Prof. Linda Darling-Hammond
Prof. Linda Darling-Hammond

Darling-Hammond: The mess we are in

Linda Darling-Hammond addressed the extent of the troubles facing public education at the recent Save Our Schools March in Washington, D.C.

By Valerie Strauss

Stanford University Education Professor Linda Darling-Hammond helped Barack Obama draft his educational plan when he was a presidential candidate, and advised him on education issues during the transition between Obama’s 2008 election and 2009 inauguration. Since then, she has opposed the standardized test-based school reform policies of the Obama administration. Her speech at last Saturday’s Save Our Schools March in Washington D.C. explains the extent of the trouble public education is in. Here it is.

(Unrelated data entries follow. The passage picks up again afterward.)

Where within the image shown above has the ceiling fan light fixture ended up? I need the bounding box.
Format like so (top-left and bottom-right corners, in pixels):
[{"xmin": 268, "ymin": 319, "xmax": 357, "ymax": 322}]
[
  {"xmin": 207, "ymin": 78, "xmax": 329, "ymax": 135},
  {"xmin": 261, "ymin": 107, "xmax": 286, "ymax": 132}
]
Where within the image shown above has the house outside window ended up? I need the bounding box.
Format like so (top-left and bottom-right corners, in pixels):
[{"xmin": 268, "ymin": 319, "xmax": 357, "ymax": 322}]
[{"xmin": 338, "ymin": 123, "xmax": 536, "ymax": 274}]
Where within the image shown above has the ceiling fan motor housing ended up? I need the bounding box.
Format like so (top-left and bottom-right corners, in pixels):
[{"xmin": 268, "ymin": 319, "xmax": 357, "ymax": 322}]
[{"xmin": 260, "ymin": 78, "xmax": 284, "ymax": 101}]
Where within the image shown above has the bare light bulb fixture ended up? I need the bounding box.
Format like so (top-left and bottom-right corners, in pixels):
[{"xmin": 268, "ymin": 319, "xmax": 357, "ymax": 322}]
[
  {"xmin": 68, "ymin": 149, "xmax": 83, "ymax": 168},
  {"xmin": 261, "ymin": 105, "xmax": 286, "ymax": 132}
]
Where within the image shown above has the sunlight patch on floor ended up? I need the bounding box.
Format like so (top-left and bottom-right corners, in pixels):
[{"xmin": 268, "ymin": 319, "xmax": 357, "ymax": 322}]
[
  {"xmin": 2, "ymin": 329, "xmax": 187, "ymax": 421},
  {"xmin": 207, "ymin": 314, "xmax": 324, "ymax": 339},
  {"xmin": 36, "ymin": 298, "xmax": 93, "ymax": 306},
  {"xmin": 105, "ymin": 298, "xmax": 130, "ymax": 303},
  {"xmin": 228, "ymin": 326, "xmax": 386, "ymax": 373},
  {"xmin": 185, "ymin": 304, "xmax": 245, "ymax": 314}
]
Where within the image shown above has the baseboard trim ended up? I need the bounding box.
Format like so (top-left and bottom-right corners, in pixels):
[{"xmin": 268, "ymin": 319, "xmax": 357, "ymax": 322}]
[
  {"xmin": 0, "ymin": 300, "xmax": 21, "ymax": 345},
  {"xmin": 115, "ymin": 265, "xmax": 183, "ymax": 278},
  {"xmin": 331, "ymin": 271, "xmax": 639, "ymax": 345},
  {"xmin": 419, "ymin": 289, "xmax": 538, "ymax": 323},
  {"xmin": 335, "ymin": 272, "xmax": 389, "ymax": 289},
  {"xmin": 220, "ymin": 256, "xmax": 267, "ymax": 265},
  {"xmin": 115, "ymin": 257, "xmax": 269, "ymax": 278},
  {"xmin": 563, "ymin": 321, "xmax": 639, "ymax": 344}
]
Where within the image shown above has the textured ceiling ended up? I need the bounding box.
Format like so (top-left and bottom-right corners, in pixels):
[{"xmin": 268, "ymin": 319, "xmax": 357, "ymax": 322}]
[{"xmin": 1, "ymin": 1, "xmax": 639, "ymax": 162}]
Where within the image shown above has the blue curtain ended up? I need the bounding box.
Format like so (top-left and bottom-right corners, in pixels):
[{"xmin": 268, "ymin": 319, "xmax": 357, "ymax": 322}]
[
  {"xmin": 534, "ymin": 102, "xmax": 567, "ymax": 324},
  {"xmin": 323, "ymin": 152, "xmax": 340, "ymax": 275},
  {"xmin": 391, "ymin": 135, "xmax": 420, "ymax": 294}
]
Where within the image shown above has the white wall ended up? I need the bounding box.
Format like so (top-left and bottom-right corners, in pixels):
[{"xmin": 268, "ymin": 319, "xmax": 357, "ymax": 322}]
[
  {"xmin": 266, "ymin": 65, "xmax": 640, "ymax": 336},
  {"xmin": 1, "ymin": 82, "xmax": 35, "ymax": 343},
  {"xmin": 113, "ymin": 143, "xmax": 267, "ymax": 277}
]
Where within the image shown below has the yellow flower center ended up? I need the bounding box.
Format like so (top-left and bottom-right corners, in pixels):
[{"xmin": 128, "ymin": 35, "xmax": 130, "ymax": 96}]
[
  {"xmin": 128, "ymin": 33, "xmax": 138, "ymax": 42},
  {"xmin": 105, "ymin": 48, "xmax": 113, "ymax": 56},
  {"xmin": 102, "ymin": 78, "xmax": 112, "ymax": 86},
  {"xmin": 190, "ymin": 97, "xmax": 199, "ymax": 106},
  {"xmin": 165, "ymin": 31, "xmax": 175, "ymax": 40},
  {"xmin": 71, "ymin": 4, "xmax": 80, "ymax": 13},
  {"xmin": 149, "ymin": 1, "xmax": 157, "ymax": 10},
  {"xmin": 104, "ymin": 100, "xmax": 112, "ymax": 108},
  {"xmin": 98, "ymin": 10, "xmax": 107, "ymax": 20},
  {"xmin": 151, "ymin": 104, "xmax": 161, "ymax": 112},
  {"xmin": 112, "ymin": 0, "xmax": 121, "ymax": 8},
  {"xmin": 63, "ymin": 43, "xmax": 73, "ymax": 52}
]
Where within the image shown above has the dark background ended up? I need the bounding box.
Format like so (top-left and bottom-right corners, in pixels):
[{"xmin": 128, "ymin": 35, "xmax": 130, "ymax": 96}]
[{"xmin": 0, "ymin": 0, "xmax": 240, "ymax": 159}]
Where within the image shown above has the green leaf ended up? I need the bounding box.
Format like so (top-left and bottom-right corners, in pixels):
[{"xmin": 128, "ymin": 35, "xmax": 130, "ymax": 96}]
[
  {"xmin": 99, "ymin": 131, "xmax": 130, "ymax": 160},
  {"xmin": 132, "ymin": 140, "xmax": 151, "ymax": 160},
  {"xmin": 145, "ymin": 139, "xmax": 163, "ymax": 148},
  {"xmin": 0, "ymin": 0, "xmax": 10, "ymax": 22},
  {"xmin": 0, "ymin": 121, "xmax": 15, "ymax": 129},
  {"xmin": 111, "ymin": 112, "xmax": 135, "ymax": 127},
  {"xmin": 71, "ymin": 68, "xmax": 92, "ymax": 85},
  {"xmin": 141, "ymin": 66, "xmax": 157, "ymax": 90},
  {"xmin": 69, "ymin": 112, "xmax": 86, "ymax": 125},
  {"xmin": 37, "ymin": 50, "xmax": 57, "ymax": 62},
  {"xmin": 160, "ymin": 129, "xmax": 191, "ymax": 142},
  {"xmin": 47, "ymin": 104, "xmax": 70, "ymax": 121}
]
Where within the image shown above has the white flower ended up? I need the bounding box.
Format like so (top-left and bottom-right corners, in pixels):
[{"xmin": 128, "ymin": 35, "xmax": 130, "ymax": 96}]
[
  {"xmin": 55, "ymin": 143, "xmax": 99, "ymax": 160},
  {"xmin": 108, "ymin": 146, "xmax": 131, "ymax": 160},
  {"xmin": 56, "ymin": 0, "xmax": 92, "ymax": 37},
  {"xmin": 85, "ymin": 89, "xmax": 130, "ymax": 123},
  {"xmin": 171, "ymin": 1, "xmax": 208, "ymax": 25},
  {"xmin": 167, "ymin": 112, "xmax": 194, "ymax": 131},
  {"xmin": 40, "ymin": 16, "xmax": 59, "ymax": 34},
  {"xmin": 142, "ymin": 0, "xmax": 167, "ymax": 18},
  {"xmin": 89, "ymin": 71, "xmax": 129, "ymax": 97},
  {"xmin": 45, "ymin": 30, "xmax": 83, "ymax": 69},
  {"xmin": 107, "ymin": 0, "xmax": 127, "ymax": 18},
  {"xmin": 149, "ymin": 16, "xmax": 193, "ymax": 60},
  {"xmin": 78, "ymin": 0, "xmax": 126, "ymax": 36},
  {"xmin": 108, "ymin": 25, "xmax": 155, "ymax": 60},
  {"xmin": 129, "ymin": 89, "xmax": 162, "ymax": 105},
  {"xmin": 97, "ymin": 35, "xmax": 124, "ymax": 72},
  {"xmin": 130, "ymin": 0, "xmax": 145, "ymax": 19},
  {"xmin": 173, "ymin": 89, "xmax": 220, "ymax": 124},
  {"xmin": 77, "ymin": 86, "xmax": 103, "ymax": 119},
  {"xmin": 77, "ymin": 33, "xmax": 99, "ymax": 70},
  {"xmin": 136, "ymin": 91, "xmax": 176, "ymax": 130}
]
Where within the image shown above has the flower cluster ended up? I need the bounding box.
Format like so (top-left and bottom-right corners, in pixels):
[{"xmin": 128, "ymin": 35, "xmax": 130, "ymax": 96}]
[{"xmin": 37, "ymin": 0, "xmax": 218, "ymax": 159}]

Darling-Hammond directs the Stanford University Center for Opportunity Policy in Education and was founding director of the National Commission on Teaching and America’s Future. A former president of the American Educational Research Association, Darling-Hammond focuses her research, teaching, and policy work on issues of school restructuring, teacher quality and educational equity.

Darling-Hammond’s speech:

Many people are asking: Why are we here? We are here because we are committed to a strong public education system that works for ALL our children. We are here because we want to prepare children for the 21st century world they are entering, not for an endless series of multiple-choice tests that increasingly deflect us from our mission to teach them well. We are here to protest the policies that produce the increasingly segregated and underfunded schools so many of our children attend, and we are here to represent the parents, educators and community members who fight for educational opportunity for them against the odds every day.